John Curl's Blowtorch preamplifier part III

Status
Not open for further replies.
I agree on both. Too high volume can pick up noise-only related issues. 16 trials at least, agreed.
For the reason of possible "too high volume" issue, I constituted both of my latest test to be immune to this manipulation. This is made by sample music choice, cutting no-signal beginning and ending of files and further tests and file comparing.
the participants also have no freedom in what music they play or how/on what it was recorded.
Regarding test to hidden controls sensitivity, IME I did what I could.
That does seem like a dodge - unless you have some controls you will never be able to answer the question I posed & the people doing your tests should also be aware that they are using a test procedure with unknown sensitivity.
 
the participants also have no freedom in what music they play or how/on what it was recorded.

That is correct. However, in the latest test they are comparing an original file vs. the recorded file, that means an original with a chain: D/A - hybrid tube/SS power amp - A/D. The recorded file has so many variables and influences that the participants might have been able to get a positive ABX result?

I would understand if you complained against validity of a positive result, but why against negative result? Just a suspicion?
 
That does seem like a dodge - unless you have some controls you will never be able to answer the question I posed & the people doing your tests should also be aware that they are using a test procedure with unknown sensitivity.
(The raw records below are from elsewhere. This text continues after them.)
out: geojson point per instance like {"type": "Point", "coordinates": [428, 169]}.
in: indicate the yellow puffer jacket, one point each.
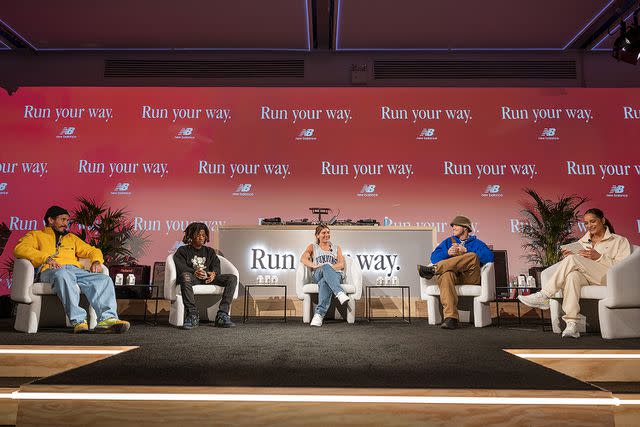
{"type": "Point", "coordinates": [38, 245]}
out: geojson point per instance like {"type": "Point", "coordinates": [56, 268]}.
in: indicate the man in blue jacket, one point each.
{"type": "Point", "coordinates": [456, 261]}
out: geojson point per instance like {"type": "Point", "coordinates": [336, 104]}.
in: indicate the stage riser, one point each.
{"type": "Point", "coordinates": [8, 408]}
{"type": "Point", "coordinates": [596, 370]}
{"type": "Point", "coordinates": [22, 365]}
{"type": "Point", "coordinates": [118, 413]}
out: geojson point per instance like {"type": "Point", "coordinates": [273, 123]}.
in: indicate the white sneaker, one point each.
{"type": "Point", "coordinates": [571, 330]}
{"type": "Point", "coordinates": [537, 300]}
{"type": "Point", "coordinates": [317, 320]}
{"type": "Point", "coordinates": [342, 297]}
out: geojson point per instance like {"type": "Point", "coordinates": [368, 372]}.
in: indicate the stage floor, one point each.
{"type": "Point", "coordinates": [363, 355]}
What kind of "some controls" are you requesting, and please describe it exactly.

I guess that any kind of measurements or file analysis is not enough for you.
 
@PMA, what I'm pointing out is that your statement "absolutely free choice of almost anything," really doesn't stand up to scrutiny & the very fact that participants know they are being 'tested' is an overriding stressor. So I don't about you are free argument, either.

As I & & others have said, a relaxed listening to many types of music over some extended period is far different to what you are doing.

I also just have to point out the underlying bias that is seen in this form of testing - you just spent to some lengths in your latest test files to eliminate 'cheating' by too high a volume, yet you dismiss any effort to test the sensitivity of the test itself.

This bias is also seen in the writers of Foobar ABX who updated it a while back adding on anti-cheating measures (log file checksum) but not paying the slightest effort in implementing hidden controls - it would be easy for the ABX utility implement the hidden control I suggested.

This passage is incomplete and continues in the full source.